There are three poisonous creatures here. Scorpions (check), centipedes, snakes. Their venom is not deadly, but apparently, if they get you, it really, really hurts. Just extra motivation for me to be careful. Yesterday, I finished reading Thomas Eidson's "St. Agnes' Stand", and there was a scene where Swanson, the protagonist, hides under a horse to avoid being spotted by nearby Apaches. They move in closer, and he has to slide in under an alcove of rocks next to him. Soon, their feet are right in front of his eyes, and he is fighting to keep quiet, to silence his breath even though he has a broken arm and leg. Then, he feels something. First it's subtle, a soft stroke, a fuzz of sorts. Then another. Then another. Then five. Now it's more apparent. One of them crawls down his pants, another down his shirt. He's got five centipedes on him, and they all begin to bite him!!!! That really got me chippy and jippy for ranch life.
Being around Australians and Brits has really expanded my understanding of the possibilities of English. Dialects are really fun, especially when they come from across oceans. In America, we definitely have a fair set of dialects - the Hillbilly, Texan, New Yorker, Bostonian, Californian, Western Drawl, Baltimore Hon, etc. But hearing Aussies and Brits takes English to a new level. Some new words and phrases I've learned:
1. a bloke - just some guy (GB). ex. The bloke came to dinner with a goat handcuffed to his ankle.
2. woop woop - middle of nowhere (AUS). ex. I am in woop woop. Whoopie Goldberg is not.
3. plunker - an idiot (GB). ex. George W. Bush is a plunker.
4. Reading a book now called "Quartered Safe Out Here" which are the recollections of a British soldier who fought the Japanese in Burma in WWII. The particular English sub-dialect is Cumbrian (from Cumberland).

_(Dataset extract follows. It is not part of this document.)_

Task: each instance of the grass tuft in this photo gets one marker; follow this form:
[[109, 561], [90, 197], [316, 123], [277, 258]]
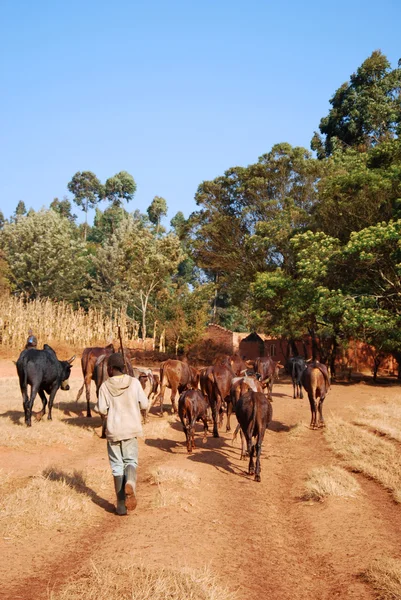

If you think you can understand this sentence without reading the translation, then I will personally send you a scorpion in the mail :):
Cumbrian: Est seen a coody loup ower a yett?
Translation: Have you seen a donkey jump over the gate?
5. wombat - also, an idiot (GB). ex. The wombat does not realize that America is a modern day empire who teases political, economic, and military allegiance out of weaker countries by overwhelming them with debts incurred from "modernization contracts" (infrastructure, telecommunications, etc.) carried out by American engineering firms (Bechtel, Haliburton, etc....note: if you haven't, I implore you to read John Perkin's "Confessions of an Economic Hit Man" if you want to understand the underpinnings of American imperialism and the power of "corporatocracy").